Whilst I absolutely adore the Ergobaby, Alex loves the wrap-style carriers, so we also have the Hana Baby Wrap, which he uses with Alice when we’re out and about. However, he is going to try the Ergobaby later this month when we go to London! The wrap style is great as it can be used with smaller babies subject to clearance from a medical professional. It also allows little ones to be held in many different positions and closer to whoever is wearing them. However, I found that as a wheelchair user, the wrap style isn’t that safe until little ones can hold their head up, which is why Alice is carried by Alex a lot more than by me! 

Alex, a white man with red hair and wearing glasses is looking towards the camera smiling. Alex is wearing a blue and pink jacket, and a black baby wrap which has Alice, a small white baby with brown hair inside.
Alex carrying Alice in the Hana baby wrap

2. Good ear and eye protection! 

Tiny ears and eyes are extra-sensitive. A baby’s hearing can easily be damaged by loud noises and speakers if too close. For us, getting Alice not one but two pairs of Banz Baby ear defenders was a no-brainer. Having two pairs means we can keep a pair at Alex’s and a pair at mine, which means no worrying about losing ear defenders and having no backup, or worse, leaving them at the one house when going to an event from the other! True story; Alex didn’t know about the second pair until I took Alice with my dad to her first Chelsea match! He was panicking about her having no ear defenders until I sent a photo of her second pair attached to the carrier, ready for when we got to Kingsmeadow! 

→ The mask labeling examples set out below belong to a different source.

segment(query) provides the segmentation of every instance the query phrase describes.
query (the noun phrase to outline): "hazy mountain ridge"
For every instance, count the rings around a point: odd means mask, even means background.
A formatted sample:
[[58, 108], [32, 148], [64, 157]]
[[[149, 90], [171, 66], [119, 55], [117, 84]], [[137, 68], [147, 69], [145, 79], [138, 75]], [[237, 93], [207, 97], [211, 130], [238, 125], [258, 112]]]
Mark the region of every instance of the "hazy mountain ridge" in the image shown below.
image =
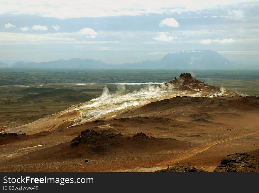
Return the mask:
[[16, 68], [116, 69], [255, 69], [258, 65], [236, 64], [218, 52], [210, 50], [187, 50], [169, 53], [160, 60], [109, 64], [92, 59], [72, 58], [48, 62], [16, 62]]
[[8, 65], [5, 63], [4, 63], [3, 62], [0, 62], [0, 67], [7, 67], [8, 66]]

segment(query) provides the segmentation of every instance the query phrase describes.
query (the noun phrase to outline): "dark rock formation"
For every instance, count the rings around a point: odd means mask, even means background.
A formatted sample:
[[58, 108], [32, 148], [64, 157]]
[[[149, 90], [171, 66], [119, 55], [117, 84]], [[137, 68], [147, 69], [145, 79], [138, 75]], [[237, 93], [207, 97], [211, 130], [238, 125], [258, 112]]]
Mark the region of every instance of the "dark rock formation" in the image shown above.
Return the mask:
[[155, 172], [207, 172], [207, 171], [196, 168], [190, 166], [180, 166], [172, 167], [154, 171]]
[[146, 135], [146, 134], [144, 133], [142, 133], [141, 132], [141, 133], [138, 133], [137, 134], [134, 136], [134, 137], [147, 137], [147, 136]]
[[259, 172], [259, 159], [246, 153], [228, 155], [214, 172]]

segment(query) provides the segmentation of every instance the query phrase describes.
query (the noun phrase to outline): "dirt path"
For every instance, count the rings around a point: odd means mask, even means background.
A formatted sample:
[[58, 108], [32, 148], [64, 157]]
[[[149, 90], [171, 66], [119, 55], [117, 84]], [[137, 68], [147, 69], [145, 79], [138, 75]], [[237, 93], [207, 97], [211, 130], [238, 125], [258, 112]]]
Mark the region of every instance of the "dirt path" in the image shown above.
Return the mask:
[[240, 139], [245, 137], [256, 134], [259, 134], [259, 131], [247, 134], [244, 134], [237, 136], [223, 139], [220, 140], [214, 141], [212, 143], [206, 143], [202, 144], [187, 150], [184, 152], [184, 155], [174, 157], [170, 159], [163, 161], [159, 163], [158, 165], [165, 165], [165, 166], [167, 166], [168, 164], [171, 165], [172, 163], [182, 161], [188, 158], [189, 158], [197, 154], [200, 154], [219, 143], [232, 140]]
[[190, 88], [190, 89], [192, 90], [194, 90], [194, 91], [195, 91], [195, 92], [200, 92], [200, 93], [207, 93], [207, 94], [209, 94], [209, 93], [208, 93], [207, 92], [204, 92], [204, 91], [197, 91], [197, 90], [195, 90], [194, 89], [192, 89], [192, 88], [191, 87], [189, 87], [189, 85], [182, 85], [182, 84], [179, 84], [179, 83], [174, 83], [174, 84], [177, 84], [179, 85], [181, 85], [182, 86], [185, 86], [187, 87], [188, 87], [188, 88]]

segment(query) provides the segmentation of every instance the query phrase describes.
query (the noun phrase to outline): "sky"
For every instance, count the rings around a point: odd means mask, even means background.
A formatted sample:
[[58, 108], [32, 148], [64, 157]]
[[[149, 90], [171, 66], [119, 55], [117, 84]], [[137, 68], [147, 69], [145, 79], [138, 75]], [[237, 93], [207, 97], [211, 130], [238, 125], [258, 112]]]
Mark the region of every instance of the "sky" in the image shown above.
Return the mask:
[[259, 1], [1, 0], [0, 60], [109, 64], [209, 49], [259, 60]]

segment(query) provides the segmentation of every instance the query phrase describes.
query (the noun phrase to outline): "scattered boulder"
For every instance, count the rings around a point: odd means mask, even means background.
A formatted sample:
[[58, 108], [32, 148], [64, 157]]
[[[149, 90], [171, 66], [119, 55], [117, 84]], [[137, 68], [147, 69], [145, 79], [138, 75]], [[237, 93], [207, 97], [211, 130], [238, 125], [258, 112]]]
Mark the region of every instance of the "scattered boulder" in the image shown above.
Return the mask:
[[146, 134], [144, 133], [142, 133], [142, 132], [141, 132], [141, 133], [137, 133], [137, 134], [133, 136], [134, 137], [142, 138], [146, 137], [147, 136], [146, 135]]
[[[24, 133], [24, 134], [25, 134], [25, 133]], [[22, 135], [24, 135], [24, 133], [23, 133]], [[0, 137], [5, 137], [6, 136], [14, 136], [14, 137], [17, 137], [18, 136], [18, 134], [16, 133], [0, 133]]]
[[214, 172], [259, 172], [259, 159], [247, 153], [228, 155]]
[[208, 172], [207, 171], [190, 166], [180, 166], [161, 169], [154, 172]]
[[120, 133], [116, 134], [105, 131], [86, 129], [72, 140], [71, 145], [73, 147], [82, 144], [84, 148], [89, 151], [102, 153], [107, 151], [109, 146], [117, 145], [123, 138]]

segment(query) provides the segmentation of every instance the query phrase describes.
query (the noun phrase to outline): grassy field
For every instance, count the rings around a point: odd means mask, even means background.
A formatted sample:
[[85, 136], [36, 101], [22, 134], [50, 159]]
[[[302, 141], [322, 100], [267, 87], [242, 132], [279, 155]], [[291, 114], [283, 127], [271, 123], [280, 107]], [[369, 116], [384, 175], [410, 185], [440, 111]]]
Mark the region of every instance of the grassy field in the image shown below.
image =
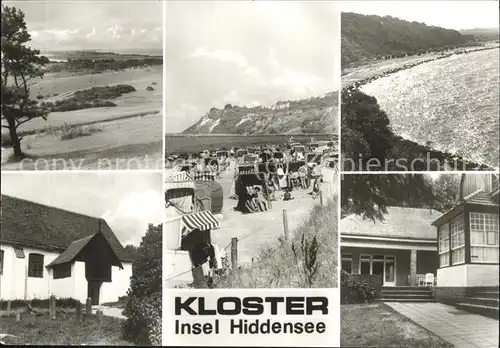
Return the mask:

A selfie of Alex, a white man with red hair wearing clear framed glasses carrying Alice, a white baby with brown hair wearing light blue and black ear defenders.
Alice rocking one of her pairs of ear defenders!

As for eyes, sunlight can damage little eyes, and it can be hard to find suitable sunglasses for babies. Luckily, Banz Baby also have a selection of matching sunglasses to go alongside their ear defenders! The sunglasses fit around the head using an adjustable headband, and both the ear defenders and sunglasses can be used until the little one is around 2 years old before needing to move up to the next size. 

3. A good changing backpack

I have raved about this changing backpack in a previous post, but it really is excellent for days out, going to large events, travelling and just as your usual day-to-day changing bag. Not only does this particular bag from Amazon have a big main compartment for a change of clothes, snacks etc. It also has a bottle pocket that can store three bottles, a phone charging port (need your own battery pack) and a pocket for baby wipes! The most significant function for me, however, is the inbuilt cot and changing mat. Not only does it mean you can change your little one with privacy, but they can also nap in it when out and about during the day if at a picnic, for example. The cot also features a sun canopy for protection on sunnier days or as a barrier against the wind when using it when outside. It’s important to note that the inbuilt cot isn’t suitable for overnight sleeping, however, so you’d still need a travel cot if going away. 

Overall, large events can be done with a bit of planning and organisation beforehand. However, having a baby doesn’t mean life has to stop! You can very much still have a life and attend events like Christmas light switch on, Pride, picnics, fun days etc., with your bundle of joy! 

Do you have any tips to help new parents who want to go to events with their little ones? Then, share them in the comments!